Monkeytrousers · 18/01/2009 22:20

www.thisismoney.co.uk/news/article.html?in_article_id=453203&in_page_id=2

I know there wil be a chorus of cynical voices echoing Tory grumbles (I have been told by an insider that the Tories are despeeratley praying for disaster in the economy - our economy - their economy - just so they can play the 'I told you so' card) of unfair use of taxpayer money, which completley ignores the payoff at the end if this works. This move will radicalise the banking system, and for the better.

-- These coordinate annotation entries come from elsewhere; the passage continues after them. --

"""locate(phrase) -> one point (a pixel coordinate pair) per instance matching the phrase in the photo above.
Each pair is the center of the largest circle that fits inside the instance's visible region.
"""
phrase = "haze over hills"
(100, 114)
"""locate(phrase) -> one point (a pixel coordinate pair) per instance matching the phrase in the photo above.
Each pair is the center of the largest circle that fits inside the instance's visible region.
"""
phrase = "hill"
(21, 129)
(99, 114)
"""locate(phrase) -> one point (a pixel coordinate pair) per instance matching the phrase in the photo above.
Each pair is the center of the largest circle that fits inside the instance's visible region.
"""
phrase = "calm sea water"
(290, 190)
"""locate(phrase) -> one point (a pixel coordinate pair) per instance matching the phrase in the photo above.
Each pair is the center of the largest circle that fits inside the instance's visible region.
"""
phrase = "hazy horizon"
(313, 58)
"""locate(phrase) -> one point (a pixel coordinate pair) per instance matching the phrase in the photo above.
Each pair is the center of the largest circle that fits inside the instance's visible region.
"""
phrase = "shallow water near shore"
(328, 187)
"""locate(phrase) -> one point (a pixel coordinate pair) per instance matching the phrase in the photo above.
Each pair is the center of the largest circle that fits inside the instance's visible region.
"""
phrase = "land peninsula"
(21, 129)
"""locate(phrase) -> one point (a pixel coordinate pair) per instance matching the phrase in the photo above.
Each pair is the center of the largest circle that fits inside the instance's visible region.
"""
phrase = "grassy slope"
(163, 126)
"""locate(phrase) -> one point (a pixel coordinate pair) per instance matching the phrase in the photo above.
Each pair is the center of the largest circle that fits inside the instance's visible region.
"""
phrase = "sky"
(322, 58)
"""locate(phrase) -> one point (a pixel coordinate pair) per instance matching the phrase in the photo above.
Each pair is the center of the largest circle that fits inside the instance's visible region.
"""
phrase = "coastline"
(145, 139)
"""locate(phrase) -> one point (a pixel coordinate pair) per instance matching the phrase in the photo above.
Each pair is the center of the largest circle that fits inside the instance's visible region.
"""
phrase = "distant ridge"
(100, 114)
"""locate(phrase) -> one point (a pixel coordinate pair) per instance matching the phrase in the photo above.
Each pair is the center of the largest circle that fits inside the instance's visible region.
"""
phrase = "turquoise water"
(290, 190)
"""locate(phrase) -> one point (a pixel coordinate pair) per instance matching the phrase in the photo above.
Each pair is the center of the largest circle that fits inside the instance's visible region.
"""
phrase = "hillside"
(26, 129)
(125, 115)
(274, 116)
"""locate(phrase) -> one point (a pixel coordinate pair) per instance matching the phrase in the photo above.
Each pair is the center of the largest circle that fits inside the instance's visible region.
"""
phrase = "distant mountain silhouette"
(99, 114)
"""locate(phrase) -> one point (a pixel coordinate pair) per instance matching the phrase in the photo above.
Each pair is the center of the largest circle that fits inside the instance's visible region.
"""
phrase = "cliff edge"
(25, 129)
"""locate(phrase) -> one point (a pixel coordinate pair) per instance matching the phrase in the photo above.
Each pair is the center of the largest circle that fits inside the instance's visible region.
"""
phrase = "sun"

I think this plan is a stroke of genius. I am in awe of GB's balls. I really hope it works and am almost sorry it's taken a global recession to do this, as it needed doing anyway.

OP posts:
CoteDAzur · 19/01/2009 19:08

Have you read what I wrote on this thread? People who designed these products did not "fuck up". Products worked as intended.

The problem was that (1) the system in US was flawed and vulnerable (because of deregulation) and (2) some underlying securities were very risky (sub-prime mortgages)

These very risky sub-prime mortgages were given out because the company who wrote the mortgage didn't care if borrower couldn't pay. He would package all these mortgages and sell them on to another financial institution anyway. Who would then package them further and sell them on to another institution who would then market a variety of instruments based on these packages of mortgages. It is lack of regulation that allowed all this to happen, not evil bankers.

It annoys me slightly when I hear of all "complex financial instruments" being the work of Devil. (Devil, in this case, being all bankers, of course.) Credit derivatives based on US sub-prime mortgages are and were a very small part of "complex financial instruments". Most have nothing to do with mortgages. A lot are futures and options on foreign exchange pairs and commodities, for example.

blueshoes · 19/01/2009 19:20

DaddyJ, can you clarify what financial products you are referring to? I assume you do not mean any products which are sold to the retail customer aka man-in-the-street.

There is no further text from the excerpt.